How would an active member of The Church of Jesus Christ of Latter-day Saints feel if Facebook allowed false claims that President Russell Nelson abused little boys in the Salt Lake Temple? How would Catholics feel if social media followers were fed crap about the Pope having a rape room at the Vatican? What would we say about a Google entry suggesting that any woman who has ever had an abortion be killed? How about a “medical report” claiming that cigarette smoking is good for the lungs?

I doubt many would support the comments as “free expression” good for public consideration. Yet millions of Americans believe from internet posts that Hillary Clinton tortures babies, that the polio vaccine wasn’t effective, and the Holocaust never happened.

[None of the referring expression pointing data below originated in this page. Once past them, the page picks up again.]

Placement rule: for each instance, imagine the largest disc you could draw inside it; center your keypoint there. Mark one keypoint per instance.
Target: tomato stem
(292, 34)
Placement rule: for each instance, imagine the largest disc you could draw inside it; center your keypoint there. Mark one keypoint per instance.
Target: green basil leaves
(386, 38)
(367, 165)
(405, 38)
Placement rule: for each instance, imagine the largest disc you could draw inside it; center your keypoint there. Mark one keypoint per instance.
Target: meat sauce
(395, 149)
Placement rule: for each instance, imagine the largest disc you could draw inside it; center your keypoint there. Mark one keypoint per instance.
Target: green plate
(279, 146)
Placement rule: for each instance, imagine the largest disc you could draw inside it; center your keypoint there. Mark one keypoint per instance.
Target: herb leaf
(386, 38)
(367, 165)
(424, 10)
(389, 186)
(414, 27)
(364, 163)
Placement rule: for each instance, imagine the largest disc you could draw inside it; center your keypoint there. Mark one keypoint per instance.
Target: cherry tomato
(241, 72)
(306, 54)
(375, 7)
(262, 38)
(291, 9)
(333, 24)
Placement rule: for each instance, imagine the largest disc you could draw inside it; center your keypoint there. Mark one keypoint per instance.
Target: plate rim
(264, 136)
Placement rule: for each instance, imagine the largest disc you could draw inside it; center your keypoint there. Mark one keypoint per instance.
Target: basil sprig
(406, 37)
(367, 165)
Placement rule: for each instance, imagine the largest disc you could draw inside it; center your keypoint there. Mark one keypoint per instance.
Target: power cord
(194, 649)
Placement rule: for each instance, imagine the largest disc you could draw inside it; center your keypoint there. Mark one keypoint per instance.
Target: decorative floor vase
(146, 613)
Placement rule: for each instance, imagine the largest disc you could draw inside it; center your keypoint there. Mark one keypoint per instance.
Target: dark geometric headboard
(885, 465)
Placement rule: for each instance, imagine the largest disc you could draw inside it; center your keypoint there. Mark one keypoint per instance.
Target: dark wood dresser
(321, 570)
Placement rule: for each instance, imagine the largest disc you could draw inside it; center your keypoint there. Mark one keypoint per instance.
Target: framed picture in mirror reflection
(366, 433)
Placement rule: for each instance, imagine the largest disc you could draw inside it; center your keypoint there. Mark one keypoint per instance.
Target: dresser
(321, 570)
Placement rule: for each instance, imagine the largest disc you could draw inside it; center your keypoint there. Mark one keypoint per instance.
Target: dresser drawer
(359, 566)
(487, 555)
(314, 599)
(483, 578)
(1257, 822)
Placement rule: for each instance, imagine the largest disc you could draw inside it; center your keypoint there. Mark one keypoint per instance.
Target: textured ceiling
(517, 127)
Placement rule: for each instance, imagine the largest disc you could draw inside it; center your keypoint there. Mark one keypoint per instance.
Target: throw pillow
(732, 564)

Don’t write to me about the “cancel culture.” We are talking about spurious information and inflammatory lies being removed to mitigate harm and increase public understanding based on verified facts. Yes, we did send a man to the moon, Black Americans were once enslaved and later “red-lined” out of purchasing homes in major cities, and excessive shots of Jack Daniels can increase your risk of liver disease. Facts, my friends!

Our shared narrative in America should not be destroyed by an uneducated blowhard lighting a match to a gasoline tank. Facts are facts and private companies have a responsibility and right to police their platforms. It’s their job, not that of a state legislator selling his or her personal swill.